Was hatte es mit der Methode des Fragens-im-Rückwärtsgang auf sich? Sollte ich mal einen Versuch machen? Welche Thematik sollte ich mir aussuchen? Ganz frisch waren noch die Eindrücke der letzten Nacht in mir, vor allem die Aussagen über das Innere Wort. Daß damit der Komplex erst angeschnitten war und es noch viel, viel mehr dazu zu sagen gab, war mir klar. Aber allein das wenige, was ich dazu erfahren hatte, reichte aus, um mich aufmerksam damit zu beschäftigen.

Ich begann, die ersten Worte zu notieren: Inneres Wort. Was war die Voraussetzung dafür?

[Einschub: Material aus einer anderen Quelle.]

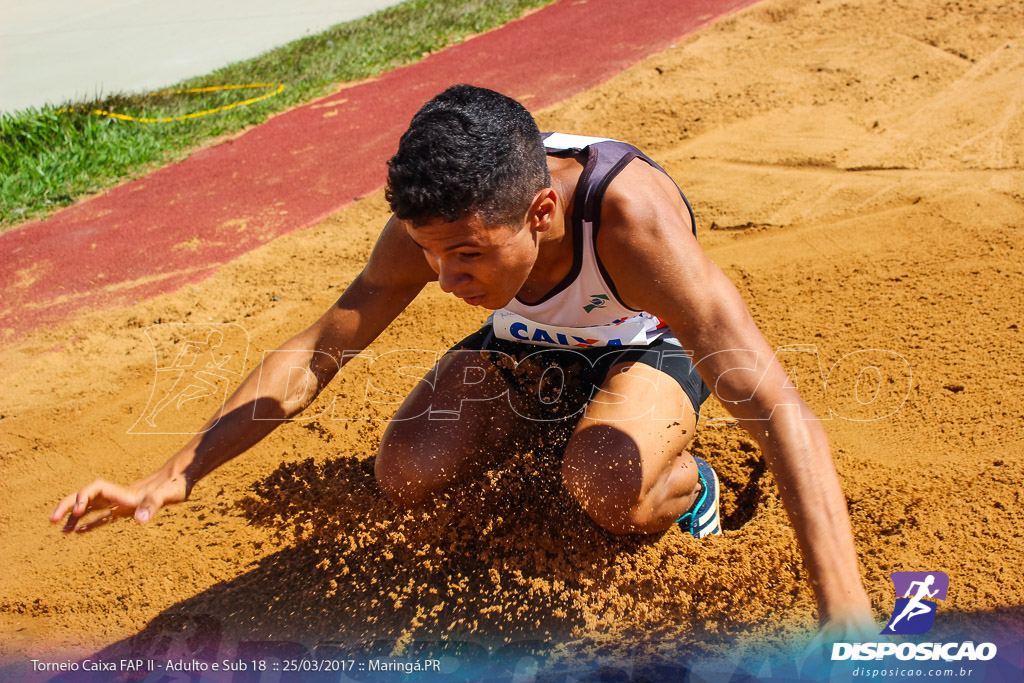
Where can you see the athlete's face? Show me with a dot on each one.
(485, 265)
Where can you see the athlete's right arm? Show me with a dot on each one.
(394, 274)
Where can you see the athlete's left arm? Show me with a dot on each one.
(647, 246)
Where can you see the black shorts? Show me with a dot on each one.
(553, 383)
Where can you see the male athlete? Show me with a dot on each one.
(585, 251)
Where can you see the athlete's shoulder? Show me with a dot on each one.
(642, 197)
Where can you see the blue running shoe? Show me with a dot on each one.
(702, 519)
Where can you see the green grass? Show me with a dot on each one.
(51, 157)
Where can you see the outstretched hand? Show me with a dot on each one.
(101, 502)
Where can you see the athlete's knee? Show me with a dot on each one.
(601, 470)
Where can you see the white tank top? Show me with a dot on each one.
(584, 310)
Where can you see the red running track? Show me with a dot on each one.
(176, 225)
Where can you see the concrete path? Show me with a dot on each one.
(55, 50)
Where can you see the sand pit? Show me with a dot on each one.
(856, 168)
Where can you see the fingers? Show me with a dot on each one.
(99, 496)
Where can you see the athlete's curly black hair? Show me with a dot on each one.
(468, 151)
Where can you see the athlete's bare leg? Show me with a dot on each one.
(441, 433)
(633, 474)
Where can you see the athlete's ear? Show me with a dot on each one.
(542, 211)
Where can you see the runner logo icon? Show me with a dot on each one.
(596, 301)
(916, 600)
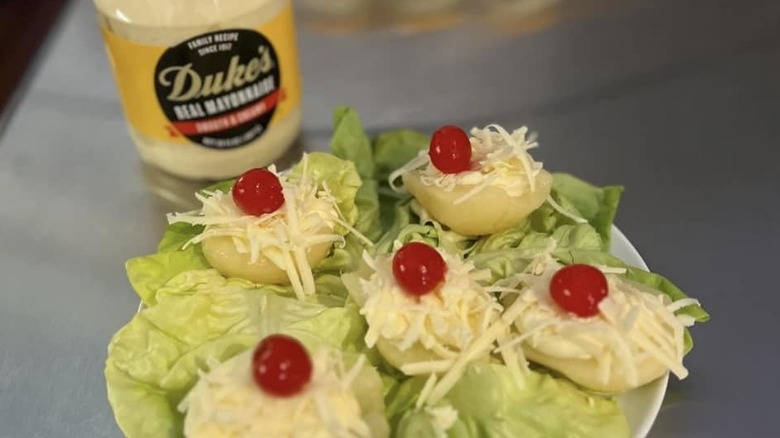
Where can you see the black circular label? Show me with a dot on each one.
(219, 89)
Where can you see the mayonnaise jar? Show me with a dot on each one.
(210, 88)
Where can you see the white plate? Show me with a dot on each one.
(641, 405)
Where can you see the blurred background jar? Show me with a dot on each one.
(210, 88)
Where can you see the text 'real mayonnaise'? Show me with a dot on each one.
(210, 88)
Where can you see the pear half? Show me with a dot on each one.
(490, 211)
(222, 255)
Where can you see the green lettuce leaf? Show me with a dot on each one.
(340, 176)
(598, 205)
(200, 317)
(489, 404)
(393, 149)
(350, 141)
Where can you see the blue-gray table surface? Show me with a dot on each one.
(676, 100)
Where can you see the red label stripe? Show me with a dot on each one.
(229, 120)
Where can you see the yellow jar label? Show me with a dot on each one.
(221, 89)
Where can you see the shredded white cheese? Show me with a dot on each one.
(632, 326)
(227, 403)
(499, 159)
(309, 217)
(444, 322)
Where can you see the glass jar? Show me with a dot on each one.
(210, 88)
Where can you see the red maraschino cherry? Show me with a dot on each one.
(418, 268)
(281, 366)
(257, 192)
(579, 289)
(450, 150)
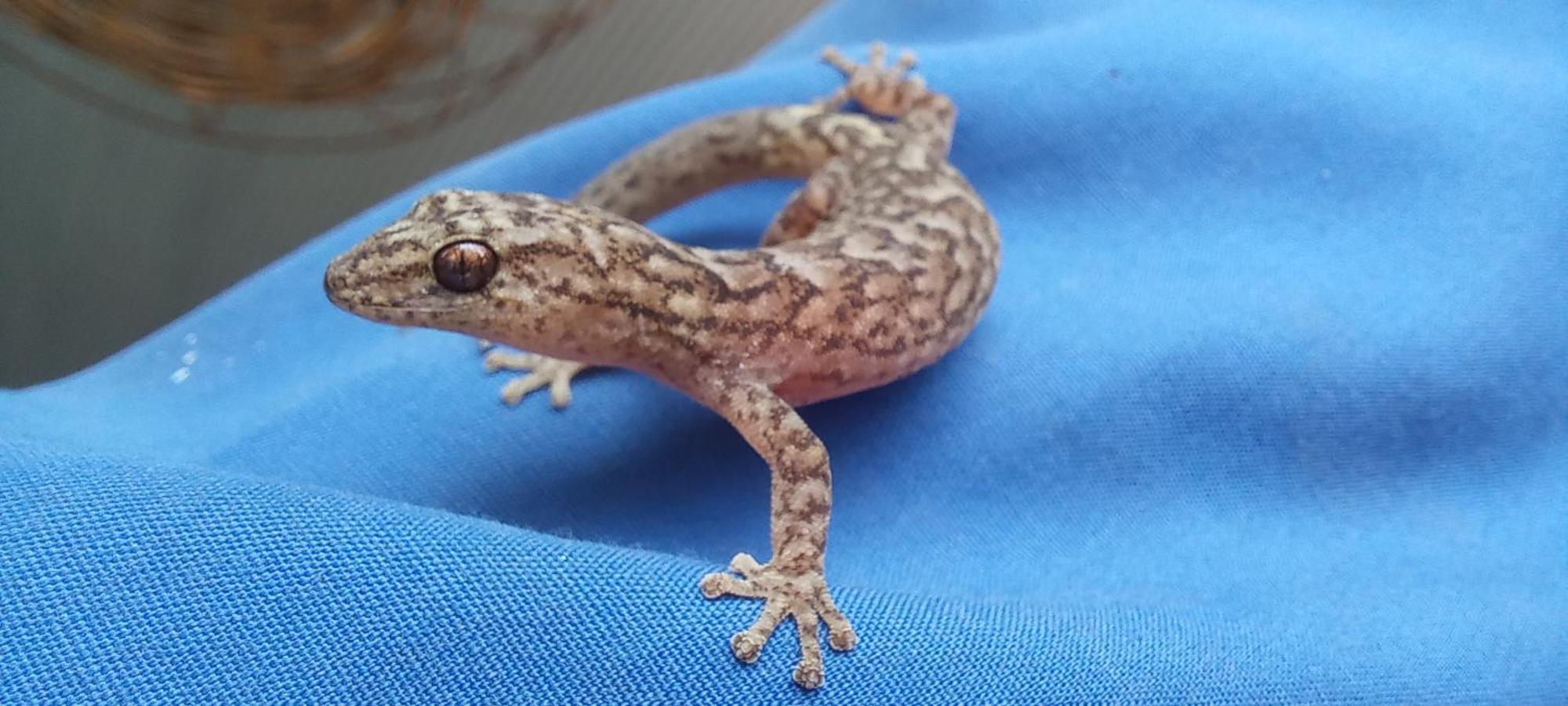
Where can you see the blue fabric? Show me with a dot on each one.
(1269, 407)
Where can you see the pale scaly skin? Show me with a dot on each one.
(876, 267)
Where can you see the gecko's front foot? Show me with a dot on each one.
(880, 89)
(543, 371)
(796, 595)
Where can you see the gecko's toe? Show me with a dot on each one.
(747, 647)
(808, 675)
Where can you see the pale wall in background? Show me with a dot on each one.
(109, 230)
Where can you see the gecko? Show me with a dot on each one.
(874, 269)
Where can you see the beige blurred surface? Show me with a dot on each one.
(109, 230)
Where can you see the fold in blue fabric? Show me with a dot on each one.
(1269, 406)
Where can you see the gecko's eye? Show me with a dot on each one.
(465, 266)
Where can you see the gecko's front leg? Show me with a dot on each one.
(793, 583)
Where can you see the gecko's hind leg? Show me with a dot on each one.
(542, 373)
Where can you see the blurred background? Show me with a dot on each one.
(131, 195)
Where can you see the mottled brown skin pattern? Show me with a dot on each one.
(876, 267)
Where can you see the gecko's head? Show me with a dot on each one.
(459, 261)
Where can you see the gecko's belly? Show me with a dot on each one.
(827, 376)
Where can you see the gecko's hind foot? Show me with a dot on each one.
(877, 87)
(786, 595)
(542, 373)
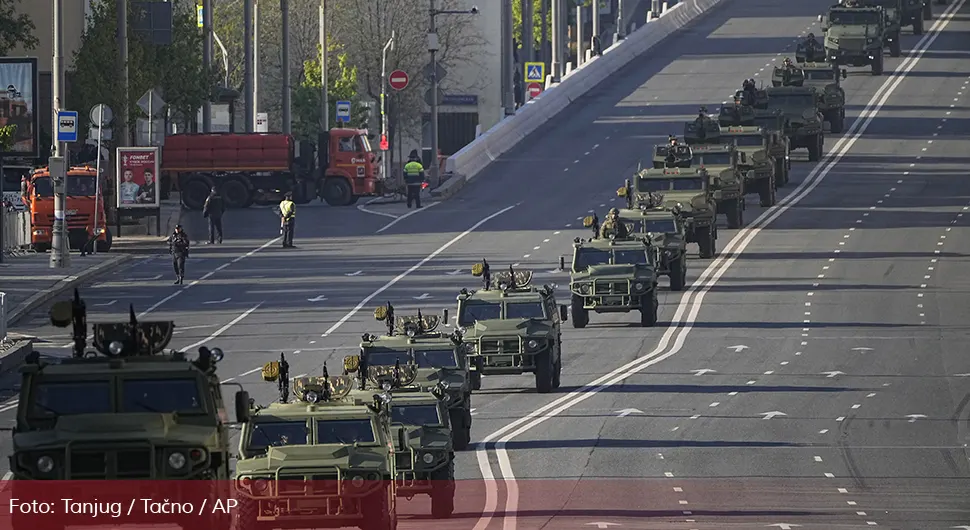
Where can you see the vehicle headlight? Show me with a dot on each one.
(45, 464)
(176, 460)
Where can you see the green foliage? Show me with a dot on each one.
(16, 29)
(176, 69)
(341, 85)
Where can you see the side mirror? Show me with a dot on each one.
(242, 406)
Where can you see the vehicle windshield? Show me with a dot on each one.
(416, 414)
(76, 186)
(65, 398)
(345, 432)
(160, 395)
(277, 434)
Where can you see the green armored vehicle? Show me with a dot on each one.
(666, 232)
(804, 120)
(438, 358)
(326, 459)
(130, 410)
(686, 192)
(855, 36)
(514, 328)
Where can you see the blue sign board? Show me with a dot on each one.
(67, 122)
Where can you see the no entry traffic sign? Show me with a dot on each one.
(399, 80)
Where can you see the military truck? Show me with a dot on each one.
(513, 327)
(127, 410)
(855, 36)
(325, 459)
(804, 120)
(666, 232)
(424, 455)
(721, 162)
(437, 356)
(687, 193)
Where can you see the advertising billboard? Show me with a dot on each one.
(137, 177)
(18, 105)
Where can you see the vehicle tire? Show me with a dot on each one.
(236, 193)
(580, 315)
(336, 192)
(544, 372)
(195, 192)
(678, 273)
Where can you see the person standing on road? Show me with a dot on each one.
(178, 245)
(287, 219)
(213, 210)
(414, 178)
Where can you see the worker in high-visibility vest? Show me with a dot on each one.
(287, 219)
(414, 178)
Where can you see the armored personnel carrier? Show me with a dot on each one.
(325, 459)
(127, 410)
(612, 274)
(439, 358)
(855, 36)
(686, 192)
(804, 119)
(514, 327)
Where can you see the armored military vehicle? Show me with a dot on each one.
(804, 120)
(514, 327)
(855, 36)
(439, 358)
(612, 274)
(686, 192)
(128, 410)
(325, 459)
(666, 232)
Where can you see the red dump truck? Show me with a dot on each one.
(258, 168)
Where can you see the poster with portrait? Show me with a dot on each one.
(137, 177)
(18, 105)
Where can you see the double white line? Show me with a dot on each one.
(690, 305)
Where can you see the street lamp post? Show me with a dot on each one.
(433, 49)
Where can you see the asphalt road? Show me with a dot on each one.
(811, 376)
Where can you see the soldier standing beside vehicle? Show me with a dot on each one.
(212, 210)
(414, 178)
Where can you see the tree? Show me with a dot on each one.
(16, 29)
(175, 69)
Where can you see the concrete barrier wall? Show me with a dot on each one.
(476, 156)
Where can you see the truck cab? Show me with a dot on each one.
(82, 201)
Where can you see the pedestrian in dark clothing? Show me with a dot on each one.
(178, 245)
(213, 210)
(414, 178)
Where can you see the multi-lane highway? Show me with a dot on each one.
(814, 374)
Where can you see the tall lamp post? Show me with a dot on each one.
(433, 49)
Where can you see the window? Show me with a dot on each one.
(516, 310)
(160, 395)
(68, 398)
(346, 432)
(277, 434)
(416, 415)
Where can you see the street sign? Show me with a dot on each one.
(399, 79)
(67, 126)
(343, 111)
(534, 90)
(535, 72)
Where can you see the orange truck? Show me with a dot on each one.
(81, 185)
(258, 168)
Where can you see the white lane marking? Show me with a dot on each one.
(343, 320)
(708, 279)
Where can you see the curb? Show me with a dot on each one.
(66, 284)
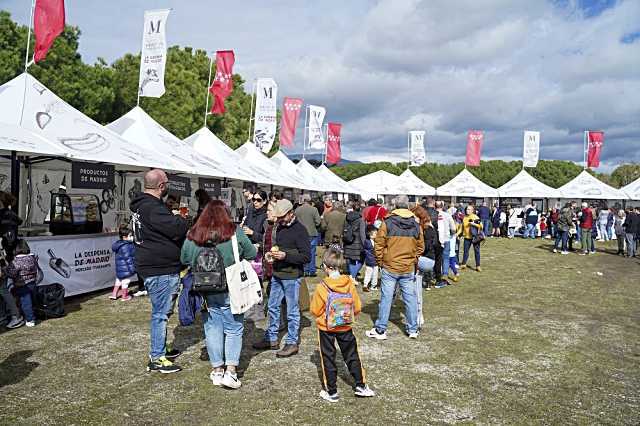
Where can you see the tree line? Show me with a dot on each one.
(105, 92)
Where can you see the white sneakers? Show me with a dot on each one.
(226, 379)
(373, 333)
(231, 381)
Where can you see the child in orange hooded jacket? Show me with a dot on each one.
(333, 262)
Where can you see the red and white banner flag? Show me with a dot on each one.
(48, 23)
(333, 144)
(291, 108)
(223, 82)
(595, 141)
(474, 147)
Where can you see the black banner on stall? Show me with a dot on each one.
(179, 185)
(92, 176)
(212, 186)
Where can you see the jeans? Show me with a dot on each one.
(561, 236)
(486, 226)
(631, 244)
(370, 276)
(354, 267)
(585, 240)
(25, 295)
(160, 289)
(530, 231)
(445, 258)
(310, 267)
(223, 331)
(604, 233)
(476, 252)
(409, 297)
(8, 299)
(289, 290)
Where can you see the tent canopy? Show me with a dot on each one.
(335, 182)
(286, 166)
(466, 185)
(378, 183)
(409, 183)
(633, 190)
(257, 160)
(141, 130)
(525, 185)
(204, 142)
(586, 186)
(80, 137)
(23, 141)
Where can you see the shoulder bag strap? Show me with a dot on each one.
(236, 252)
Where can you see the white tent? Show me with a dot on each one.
(410, 184)
(633, 190)
(206, 143)
(23, 141)
(312, 175)
(523, 185)
(256, 159)
(82, 138)
(141, 130)
(466, 185)
(586, 186)
(286, 166)
(335, 182)
(376, 183)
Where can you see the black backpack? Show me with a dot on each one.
(209, 271)
(49, 301)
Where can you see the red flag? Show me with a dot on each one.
(333, 144)
(595, 141)
(474, 147)
(290, 112)
(223, 82)
(48, 23)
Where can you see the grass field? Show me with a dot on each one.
(535, 338)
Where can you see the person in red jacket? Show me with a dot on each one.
(586, 223)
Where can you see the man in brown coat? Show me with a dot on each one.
(332, 224)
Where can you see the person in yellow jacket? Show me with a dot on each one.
(337, 291)
(471, 220)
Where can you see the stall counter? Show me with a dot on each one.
(81, 263)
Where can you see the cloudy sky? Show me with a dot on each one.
(388, 66)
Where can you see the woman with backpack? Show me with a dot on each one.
(471, 231)
(223, 330)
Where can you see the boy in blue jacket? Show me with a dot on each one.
(125, 264)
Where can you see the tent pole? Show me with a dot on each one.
(206, 108)
(253, 93)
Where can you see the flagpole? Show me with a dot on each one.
(206, 108)
(253, 93)
(304, 139)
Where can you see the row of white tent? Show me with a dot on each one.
(465, 184)
(44, 124)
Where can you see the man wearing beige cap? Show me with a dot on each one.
(290, 252)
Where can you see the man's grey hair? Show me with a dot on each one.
(401, 202)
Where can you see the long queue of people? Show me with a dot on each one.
(403, 247)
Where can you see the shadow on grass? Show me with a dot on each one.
(15, 368)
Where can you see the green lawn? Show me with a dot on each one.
(535, 338)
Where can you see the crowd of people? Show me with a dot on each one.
(400, 248)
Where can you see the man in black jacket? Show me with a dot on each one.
(290, 251)
(159, 235)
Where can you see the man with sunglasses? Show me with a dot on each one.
(158, 235)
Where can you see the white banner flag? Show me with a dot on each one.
(154, 53)
(316, 135)
(531, 151)
(418, 155)
(264, 130)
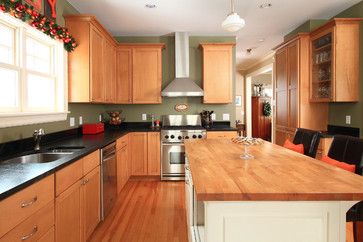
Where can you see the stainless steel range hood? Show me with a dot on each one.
(182, 85)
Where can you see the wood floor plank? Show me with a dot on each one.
(146, 211)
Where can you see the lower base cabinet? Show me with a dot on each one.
(77, 209)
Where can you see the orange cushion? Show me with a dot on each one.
(291, 146)
(343, 165)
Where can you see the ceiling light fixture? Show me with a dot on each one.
(265, 5)
(149, 5)
(233, 22)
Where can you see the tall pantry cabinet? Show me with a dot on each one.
(293, 108)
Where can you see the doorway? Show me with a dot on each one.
(259, 103)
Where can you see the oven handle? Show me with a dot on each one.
(170, 144)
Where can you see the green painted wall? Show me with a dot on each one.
(308, 26)
(87, 111)
(134, 112)
(338, 111)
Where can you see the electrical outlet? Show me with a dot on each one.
(214, 116)
(72, 121)
(348, 119)
(226, 117)
(144, 117)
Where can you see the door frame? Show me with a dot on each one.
(248, 96)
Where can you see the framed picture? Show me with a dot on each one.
(239, 101)
(37, 4)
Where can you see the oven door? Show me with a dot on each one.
(173, 161)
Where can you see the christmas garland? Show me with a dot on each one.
(48, 26)
(267, 109)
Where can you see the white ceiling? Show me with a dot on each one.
(204, 17)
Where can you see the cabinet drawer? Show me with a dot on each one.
(21, 205)
(221, 135)
(122, 142)
(33, 227)
(68, 176)
(49, 236)
(90, 162)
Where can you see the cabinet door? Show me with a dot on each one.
(124, 75)
(122, 168)
(147, 76)
(153, 153)
(96, 46)
(281, 88)
(138, 151)
(68, 214)
(90, 202)
(217, 73)
(109, 68)
(293, 84)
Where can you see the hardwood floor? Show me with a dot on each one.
(146, 211)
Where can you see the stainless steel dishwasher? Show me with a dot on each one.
(108, 179)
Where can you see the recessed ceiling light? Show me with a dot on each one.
(265, 5)
(150, 5)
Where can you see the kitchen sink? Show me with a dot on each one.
(38, 158)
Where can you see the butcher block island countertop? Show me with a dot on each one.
(275, 174)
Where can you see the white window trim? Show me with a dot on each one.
(11, 119)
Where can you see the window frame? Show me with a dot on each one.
(23, 114)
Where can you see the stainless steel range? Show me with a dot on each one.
(176, 129)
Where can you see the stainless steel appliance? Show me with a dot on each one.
(176, 129)
(108, 179)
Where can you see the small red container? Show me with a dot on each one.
(93, 128)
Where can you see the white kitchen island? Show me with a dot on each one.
(280, 196)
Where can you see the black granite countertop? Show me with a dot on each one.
(15, 177)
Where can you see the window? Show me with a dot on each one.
(32, 75)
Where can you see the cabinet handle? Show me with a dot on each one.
(28, 203)
(34, 231)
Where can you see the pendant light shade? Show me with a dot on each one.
(233, 22)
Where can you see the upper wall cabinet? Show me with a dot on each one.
(92, 66)
(218, 72)
(139, 73)
(335, 62)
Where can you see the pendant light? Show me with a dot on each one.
(233, 22)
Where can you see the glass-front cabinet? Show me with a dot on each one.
(334, 69)
(321, 82)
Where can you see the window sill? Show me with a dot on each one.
(18, 119)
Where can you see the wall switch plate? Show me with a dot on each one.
(72, 121)
(226, 117)
(144, 117)
(348, 119)
(214, 116)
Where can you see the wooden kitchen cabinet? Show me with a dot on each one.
(77, 206)
(217, 72)
(123, 170)
(90, 202)
(124, 75)
(139, 73)
(92, 65)
(138, 149)
(153, 153)
(293, 108)
(335, 61)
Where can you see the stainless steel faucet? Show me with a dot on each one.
(38, 134)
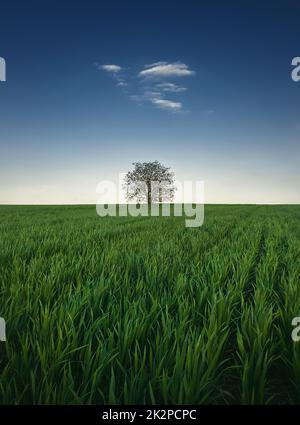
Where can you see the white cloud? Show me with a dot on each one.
(169, 105)
(110, 68)
(165, 69)
(170, 87)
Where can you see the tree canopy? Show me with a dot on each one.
(150, 182)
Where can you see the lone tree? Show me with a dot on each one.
(150, 182)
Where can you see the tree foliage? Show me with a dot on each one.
(150, 182)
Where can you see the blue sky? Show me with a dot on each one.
(203, 86)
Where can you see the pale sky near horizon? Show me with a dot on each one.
(204, 87)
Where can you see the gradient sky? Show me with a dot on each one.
(217, 103)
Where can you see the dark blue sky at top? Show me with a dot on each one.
(60, 116)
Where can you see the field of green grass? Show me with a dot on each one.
(144, 310)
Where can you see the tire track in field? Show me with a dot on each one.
(259, 258)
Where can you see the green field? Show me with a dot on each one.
(144, 310)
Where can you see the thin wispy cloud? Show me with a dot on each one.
(116, 71)
(153, 83)
(171, 87)
(165, 69)
(110, 68)
(166, 104)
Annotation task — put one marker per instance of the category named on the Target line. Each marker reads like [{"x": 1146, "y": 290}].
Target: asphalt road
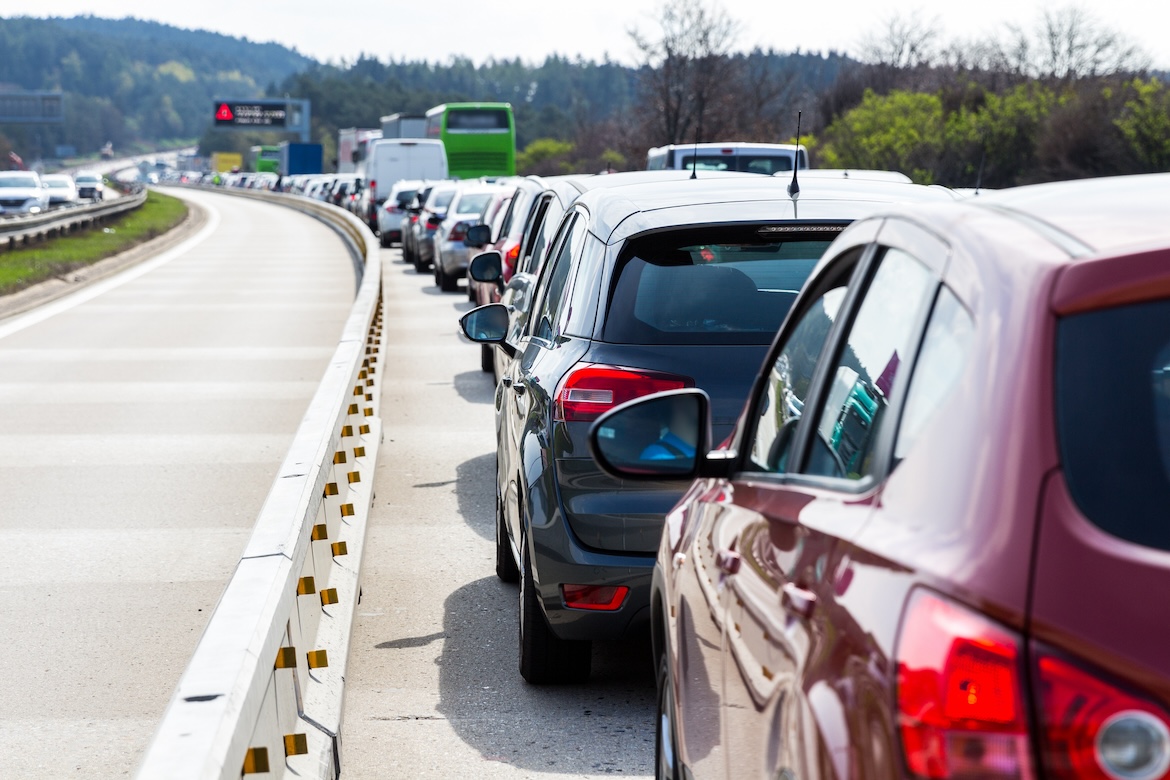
[
  {"x": 140, "y": 427},
  {"x": 433, "y": 688}
]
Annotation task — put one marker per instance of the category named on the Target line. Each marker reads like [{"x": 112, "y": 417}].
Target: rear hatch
[
  {"x": 1101, "y": 588},
  {"x": 695, "y": 308}
]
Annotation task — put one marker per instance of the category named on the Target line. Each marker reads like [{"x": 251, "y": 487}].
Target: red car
[{"x": 937, "y": 544}]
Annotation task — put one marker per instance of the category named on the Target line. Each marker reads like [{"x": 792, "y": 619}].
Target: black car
[{"x": 646, "y": 287}]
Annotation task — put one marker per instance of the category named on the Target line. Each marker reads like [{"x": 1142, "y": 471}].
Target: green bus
[
  {"x": 266, "y": 159},
  {"x": 480, "y": 138}
]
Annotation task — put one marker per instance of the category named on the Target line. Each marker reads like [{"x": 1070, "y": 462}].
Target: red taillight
[
  {"x": 1093, "y": 730},
  {"x": 961, "y": 708},
  {"x": 607, "y": 598},
  {"x": 590, "y": 390},
  {"x": 459, "y": 232},
  {"x": 510, "y": 259}
]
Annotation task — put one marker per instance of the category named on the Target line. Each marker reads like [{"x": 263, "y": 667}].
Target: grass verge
[{"x": 56, "y": 257}]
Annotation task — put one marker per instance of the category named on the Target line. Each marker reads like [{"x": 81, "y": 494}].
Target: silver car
[
  {"x": 452, "y": 254},
  {"x": 21, "y": 192}
]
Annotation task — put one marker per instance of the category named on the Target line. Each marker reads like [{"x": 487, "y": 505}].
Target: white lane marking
[{"x": 91, "y": 291}]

"Klick", dachte ich, "da haben wir es doch", und schrieb Voraus-setzung. Das war mit Rückwärtsschreiten beim Fragen gemeint: Was ging dem voraus, oder was mußte dem gar vorausgehen?

Die geistige Führung war unverkennbar, denn es ging auf einmal ganz schnell.

Davor mußte die Anerkennung erfolgen, daß so etwas überhaupt geschehen kann. Vor der Anerkennung mußte die Führung stehen, denn ohne Führung konnte keiner von sich aus bis zu diesem Punkt gelangen. Vor der Führung das Vertrauen in diese Führung, und vor dem Vertrauen die Liebe zu Gott. Die ehrliche Liebe zu Ihm bedingt aber ein Ja, überlegte ich. Ja sagen zu können zu Ihm setzt aber auch Wissen von und über Ihn voraus, das ein klar anzustrebendes Ziel vorgibt, auf das hinzuarbeiten Freude macht und Fortschritte bringt. Wissen wiederum wird nur angenommen, wenn es verständlich und nachvollziehbar angeboten wird und nicht abstrakt und schwammig ist. Und natürlich muß die Bereitschaft zur Annahme bestehen. Inwieweit diese geweckt werden kann, hängt stark von der Art der Vermittlung und Aufklärung ab, deren idealste Form das Vorleben des Liebegebotes im täglichen Leben darstellt.

Doch selbst dann, wenn alle diese Erfordernisse gegeben wären, würde das Wichtigste fehlen: die Entscheidung eines jeden einzelnen, diesen Weg zu gehen. Um sie zu treffen, bedarf es der Bedingung der Motivation, die ganz tief aus dem Herzen kommen muß. Und dort liegt, verborgen aber hochwirksam, als letzte Voraussetzung der Liebekern, der unzerstörbare Funke, unsere Göttlichkeit - gleichzeitig die erste Voraussetzung, um unser himmlisches Ziel überhaupt erreichen zu können.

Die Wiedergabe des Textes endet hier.